Bu tespit, aslında meselenin ya da duyulan korkunun nedenini büyük ölçüde ortaya koyuyor. Zira Batı açısından Türkiye’nin yerini doldurabilecek ikinci bir güç yok. Bunun için yaptıkları “BOP Küristanı İnşası” ise akamete uğratılmış durumda. Onun için ne yapıp edip Türkiye’yi yeniden kazanmak istiyorlar. Bunu yaparken de, “eğer bizi terk edersen bu sefer Rusya ve hatta İran ile tek başına mücadele edersin” mesajını da vermekten çekinmiyorlar; aynen ABD eski başkanlarında Johnson’un mektubunda belirttiği gibi…
Bu yeni Johnsonlara sadece Bloomberg uzmanları dâhil değil elbette… Örneğin NATO eski Genel Sekreteri Anders Fogh Rasmussen de bu isimlerden birisi. Rasmussen; ABD’nin önemli bir ağırlığa sahip olduğu NATO’nun Türkiye’ye alternatifsiz bir güvenlik garantisi sağladığına dikkat çekerken, “Türkiye, ABD ile ilişkilerin kötüleşmesinden ötürü endişe duymalı” diyor.
Rasmussen’in derdi elbette başka. Zira en büyük korkuları “Türkiyesiz NATO”. Bunun için de “NATO’suz Türkiye”nin ne anlama geleceğine yönelik olarak farklı yerlerden üst üste mesaj verme gereği duyuyorlar. Nitekim Rasmussen, aynı konuşmasında Türkiye’nin bu örgütten ayrılmasının, NATO’nun bölünmesi ile eşdeğer olacağını ve bunun önüne geçilmesi gerektiğini de şu sözleriyle itiraf ediyor:
“Şimdi Rusya, İran ve Türkiye’nin Ortadoğu’da, başta Suriye ve Kürtler konusunu ele almak üzere, bir araya geldiğine tanıklık ediyoruz. Ortadoğu ziyaretinden yeni döndüm ve bu güç dengesi kayması olarak ifade edilebilecek gelişmelerden ötürü bölgede, özellikle Körfez ülkelerinde büyük bir endişe duyulduğunu ifade etmek zorundayım. Bu sürecin istikrarsızlığa yol açma potansiyeli olduğu gibi NATO içinde de bölünmeye yol açma ihtimali var. Bunu önlemek zorundayız.”

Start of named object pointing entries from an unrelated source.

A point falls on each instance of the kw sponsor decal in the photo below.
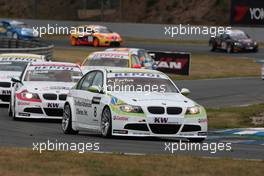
(53, 105)
(160, 120)
(96, 100)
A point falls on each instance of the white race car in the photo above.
(146, 60)
(42, 90)
(12, 65)
(132, 102)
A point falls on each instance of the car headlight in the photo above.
(131, 108)
(193, 110)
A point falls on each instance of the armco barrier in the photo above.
(8, 45)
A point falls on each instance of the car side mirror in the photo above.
(16, 80)
(95, 89)
(185, 91)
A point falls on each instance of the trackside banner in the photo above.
(172, 62)
(247, 12)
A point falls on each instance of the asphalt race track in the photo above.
(192, 48)
(211, 93)
(25, 133)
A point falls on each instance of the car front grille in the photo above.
(136, 126)
(54, 111)
(156, 110)
(190, 128)
(174, 110)
(5, 84)
(164, 128)
(62, 97)
(50, 96)
(34, 110)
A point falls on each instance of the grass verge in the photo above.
(26, 162)
(202, 66)
(234, 117)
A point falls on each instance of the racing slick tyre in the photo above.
(74, 41)
(198, 140)
(13, 111)
(95, 42)
(66, 122)
(229, 48)
(106, 123)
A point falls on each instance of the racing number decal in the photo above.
(95, 111)
(90, 38)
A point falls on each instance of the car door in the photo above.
(81, 97)
(96, 98)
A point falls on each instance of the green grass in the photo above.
(234, 117)
(24, 162)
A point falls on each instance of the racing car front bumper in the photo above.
(154, 126)
(39, 110)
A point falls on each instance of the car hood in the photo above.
(245, 41)
(154, 99)
(48, 87)
(5, 76)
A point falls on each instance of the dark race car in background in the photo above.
(17, 30)
(233, 41)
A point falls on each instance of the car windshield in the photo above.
(112, 62)
(12, 66)
(52, 75)
(102, 30)
(239, 36)
(139, 82)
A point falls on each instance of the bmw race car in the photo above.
(95, 35)
(233, 41)
(12, 65)
(146, 60)
(111, 59)
(42, 90)
(132, 102)
(17, 30)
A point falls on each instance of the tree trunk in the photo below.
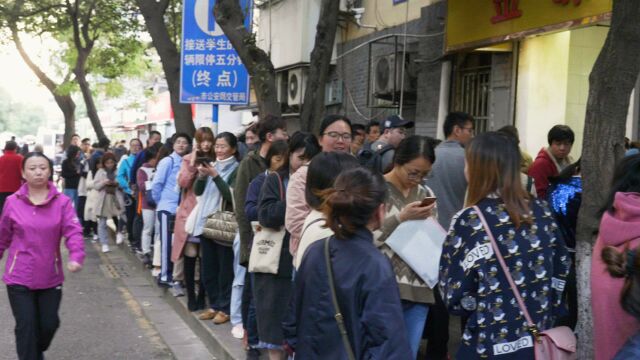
(611, 81)
(65, 102)
(85, 89)
(229, 16)
(68, 107)
(154, 12)
(313, 108)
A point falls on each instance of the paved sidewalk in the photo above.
(99, 319)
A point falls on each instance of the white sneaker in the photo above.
(238, 331)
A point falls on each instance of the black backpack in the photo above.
(372, 159)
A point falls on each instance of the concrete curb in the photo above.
(217, 338)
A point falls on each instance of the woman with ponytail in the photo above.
(619, 230)
(364, 282)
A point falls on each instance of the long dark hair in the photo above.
(493, 163)
(625, 265)
(353, 200)
(304, 140)
(279, 147)
(323, 170)
(413, 147)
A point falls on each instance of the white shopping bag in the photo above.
(419, 244)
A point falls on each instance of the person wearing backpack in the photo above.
(380, 157)
(145, 177)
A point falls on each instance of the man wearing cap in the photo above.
(394, 130)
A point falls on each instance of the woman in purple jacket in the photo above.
(34, 220)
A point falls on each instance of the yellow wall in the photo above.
(584, 49)
(542, 88)
(384, 14)
(470, 24)
(553, 84)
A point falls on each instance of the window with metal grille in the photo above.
(472, 86)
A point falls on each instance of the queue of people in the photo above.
(290, 242)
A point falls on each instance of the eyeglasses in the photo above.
(336, 135)
(415, 174)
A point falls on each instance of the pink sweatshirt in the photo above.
(297, 208)
(612, 325)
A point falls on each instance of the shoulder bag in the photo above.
(334, 298)
(558, 343)
(267, 245)
(222, 225)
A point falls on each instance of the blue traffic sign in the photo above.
(210, 69)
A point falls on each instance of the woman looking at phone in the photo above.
(186, 247)
(409, 200)
(213, 185)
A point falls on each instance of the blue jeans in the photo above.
(238, 284)
(415, 316)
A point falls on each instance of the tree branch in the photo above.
(611, 81)
(86, 21)
(313, 108)
(229, 16)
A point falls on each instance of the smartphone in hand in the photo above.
(203, 161)
(428, 201)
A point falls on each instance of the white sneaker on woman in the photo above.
(238, 331)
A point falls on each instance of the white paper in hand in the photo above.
(419, 244)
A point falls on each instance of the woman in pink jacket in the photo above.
(33, 222)
(620, 229)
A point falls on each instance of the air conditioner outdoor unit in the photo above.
(333, 92)
(347, 5)
(297, 85)
(281, 87)
(387, 74)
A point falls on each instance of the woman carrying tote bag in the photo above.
(527, 239)
(272, 291)
(214, 186)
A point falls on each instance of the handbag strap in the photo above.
(532, 326)
(338, 316)
(281, 186)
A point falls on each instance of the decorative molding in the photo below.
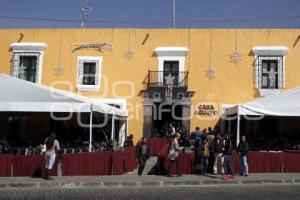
(97, 46)
(28, 47)
(171, 51)
(210, 73)
(171, 54)
(266, 92)
(270, 50)
(80, 61)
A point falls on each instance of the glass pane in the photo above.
(172, 68)
(27, 68)
(264, 81)
(89, 73)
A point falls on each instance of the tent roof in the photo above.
(286, 103)
(23, 96)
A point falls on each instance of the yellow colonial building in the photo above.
(186, 76)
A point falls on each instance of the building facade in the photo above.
(187, 76)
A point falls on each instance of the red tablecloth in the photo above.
(117, 159)
(156, 144)
(292, 161)
(31, 166)
(5, 164)
(96, 163)
(129, 156)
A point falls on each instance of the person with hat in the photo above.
(173, 155)
(52, 148)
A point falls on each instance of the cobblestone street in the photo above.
(249, 192)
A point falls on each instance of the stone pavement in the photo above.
(144, 181)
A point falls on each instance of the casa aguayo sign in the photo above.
(206, 110)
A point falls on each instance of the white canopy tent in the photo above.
(23, 96)
(286, 103)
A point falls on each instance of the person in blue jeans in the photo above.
(243, 149)
(227, 158)
(205, 156)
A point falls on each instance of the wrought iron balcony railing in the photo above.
(167, 78)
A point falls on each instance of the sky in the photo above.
(151, 13)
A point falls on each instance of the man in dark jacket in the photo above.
(142, 154)
(243, 149)
(227, 158)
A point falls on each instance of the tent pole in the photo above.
(238, 127)
(91, 131)
(112, 128)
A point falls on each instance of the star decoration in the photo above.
(58, 70)
(210, 73)
(169, 80)
(129, 54)
(235, 57)
(22, 70)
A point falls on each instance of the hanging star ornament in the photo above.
(169, 80)
(58, 71)
(129, 54)
(210, 73)
(235, 57)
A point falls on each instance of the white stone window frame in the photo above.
(28, 49)
(171, 54)
(270, 53)
(80, 61)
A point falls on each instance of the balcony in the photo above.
(166, 78)
(161, 85)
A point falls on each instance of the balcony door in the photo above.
(171, 69)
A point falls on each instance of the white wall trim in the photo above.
(28, 46)
(171, 51)
(90, 88)
(32, 47)
(270, 50)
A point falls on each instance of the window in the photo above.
(26, 66)
(171, 61)
(269, 75)
(171, 68)
(88, 73)
(269, 68)
(27, 61)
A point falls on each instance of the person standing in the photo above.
(227, 158)
(243, 149)
(218, 149)
(52, 148)
(142, 155)
(197, 137)
(205, 156)
(174, 154)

Bu son cümle çok önemli. İstiyorsanız bu cümleyi cımbızlayıp, çok net bir şekilde bir kez daha ifade edelim. Rasmussen “bunu önlemek zorundayız” diyor. Peki, nasıl önleyecek? Sorulması gereken asıl soru bu!
Neo-Johnson: Trump
Yukarıdaki örnek yetmedi ise o zaman bir başkasını verelim. Önce sarf edilen cümleleri yazalım, onun sahibini siz bulun: “…ödeme yapmayan bir ülke var. Bu ülkenin şimdi kiminle flört yaptığını biliyor musunuz? Rusya ile. Bu ülke aidatını ödemiyor, saldırgan hale geliyor. Biz ödeme yapmayan bir ülke için Üçüncü Dünya Savaşı’na mı gireceğiz?”
Şimdi size on puanlık uzmanlık sorusu: Sizce bu tehdidi yapan kişi kim, hangi ülkenin lideri olabilir? Peki, bir başka soru daha. Bugün Genelkurmay Başkanı Orgeneral Hulusi Akar kimleri ağırlıyor? Söyleyelim: Irak Genelkurmay Başkanı Orgeneral Osman Ganimi, ABD Avrupa Kuvvetler Komutanı Orgeneral Curtis M. Scaparrotti ve ABD Merkez Kuvvetler Komutanı Orgeneral Joseph L. Votel.
Bir diğer kritik soru: ABD’li generaller öncesi Türkiye’ye kim geldi? Bu bağlamda S-400’ler ve Türkiye-Suriye sınırında Afrin’e; “gel buyur, boşaltıyoruz” mesajı ile eşdeğer olarak kabul edilebilecek açıklamalar niçin yapıldı?
Putin’in bu beklenmedik ziyareti, aslında çok daha öncesinden planlandığı açıklanan, ABD’li generallerin planlı Türkiye ziyaretine yönelik olarak “yanınızdayız” mesajından öte bir anlam taşımıyor. Zira Türkiye ve Rusya ABD’nin Suriye’de rahat durmayacağının ve Türkiye’yi köşeye sıkıştırmak için her türlü numarayı çekmeye devam edeceğinin farkında.
ABD Dışişleri Bakanlığı Sözcüsü Heather Nauert de bunu açıkça ifade ediyor. Nauert; Rusya Devlet Başkanı Vladimir Putin’in Rus askerlerini Suriye’den çekeceği yönündeki açıklaması için “Rusya, Suriye’de görevin bittiğini düşünebilir. Suriye’de bizim işimiz bitmedi” ifadesini kullanıyor.
Son soru: ABD’nin Suriye’de bitmeyen işi ne?